If you use summary tools on google to make you a list or a paragraph you’re ripping off actual writers and stealing their collective style. (Language models don’t just come from nowhere after all) Spell check is ok, but if you write like you’re borderline illiterate, well, pick up a grammar book and a notepad and get cracking. Hire a professional editor to plan your next set of PowerPoint slides.
Sheesh.
There is nothing new under the sun, even artists who draw their own stuff learn from other artists and use it in their art. AI training isn’t theft as long as the art is free to look at, that is just sour grapes. Torrenting anything and using it either as inspiration for your own work, or for training AI is theft and shouldn’t be done by anybody, but especially not corporations. Either way, it isn’t the training that is theft.
I don’t like ai-art, most of the time it is a pursuit of the economic value of an aesthetic without a genuine engagement with the human part.
Further, AI is part of a broad process of dehumanization that diminishes the value of humans and the human condition in favor of an imagined intelligence that all artists have always instinctually understood was a threat.
No artists with any wisdom at all thinks skill is a gatekeeper for human artists, skill is rather the inveitable result of a sustained intimacy between an artist and their art and what you mistake for a worship of skill is a love of that relationship framed in the context of skill. In so far as the obsession with artistic skill acts as a gatekeeper to anybody, it is in large part because capitalism demands things be abstracted and reduced to pure economic value. Artists rarely gatekeep art themselves, the gatekeeping has NOTHING to do with artists nor does it originate from their desire to create art it is a peripheral process imposed upon art by distorting forces attempting to control art (such as AI).

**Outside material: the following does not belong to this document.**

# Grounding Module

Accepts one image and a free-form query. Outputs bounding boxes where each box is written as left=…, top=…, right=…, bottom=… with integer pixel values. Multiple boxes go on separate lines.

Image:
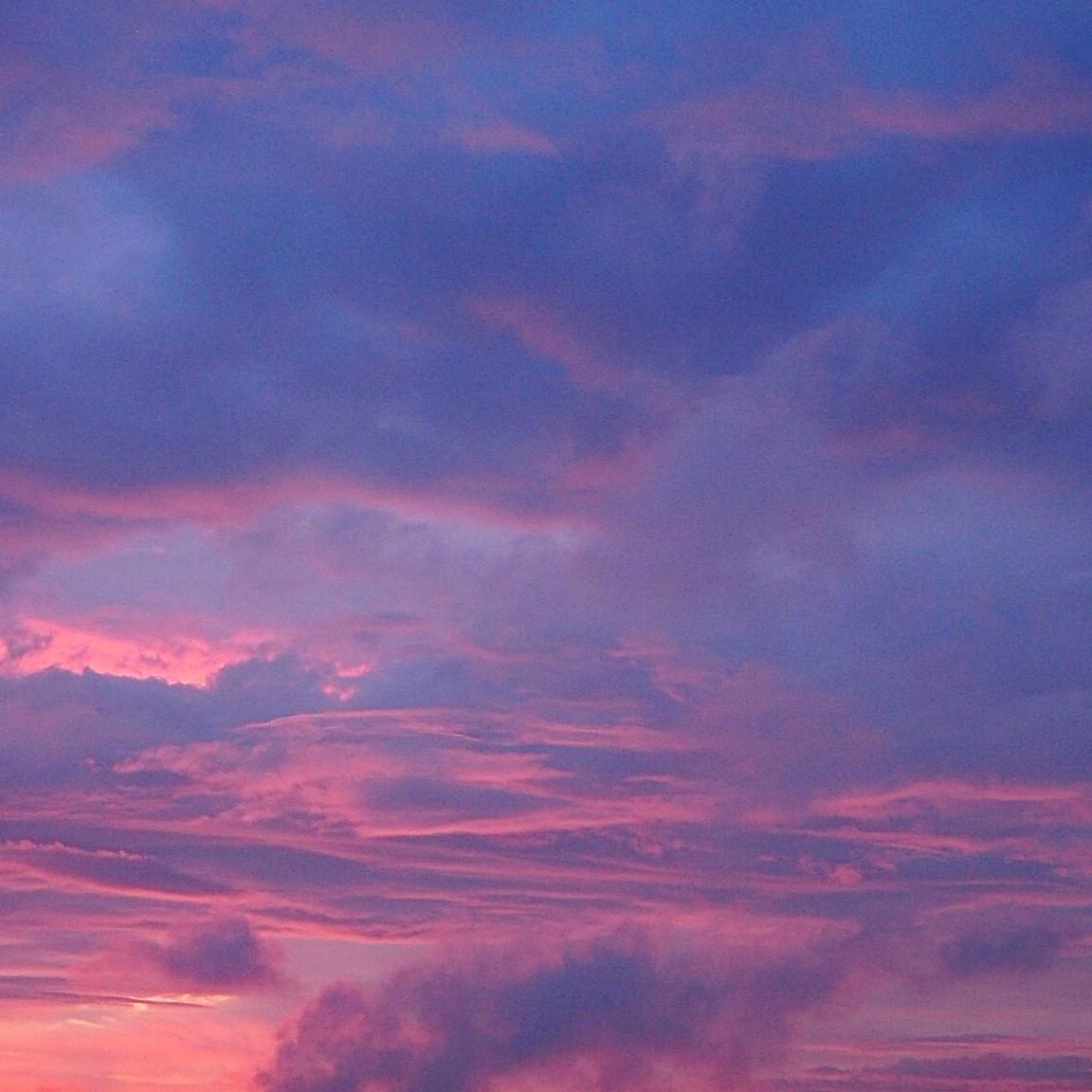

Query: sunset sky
left=0, top=0, right=1092, bottom=1092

Also, people need to stop lazily using the example of Luddites without knowing their history. They aren’t who you think they were, stop dropping the reference like you know what it means if you don’t know what it means.
TL;DR If skill is a gatekeeper to art it is because capitalism demands scarcity be imposed upon the pursuit of making art, it has nothing to do with art itself. Hailing AI as a gift to would-be artists totally misses the point, I am not against using new tools to make art, I am against the rise in dehumanization dominating societies around the world at the moment of which AI is a central actor.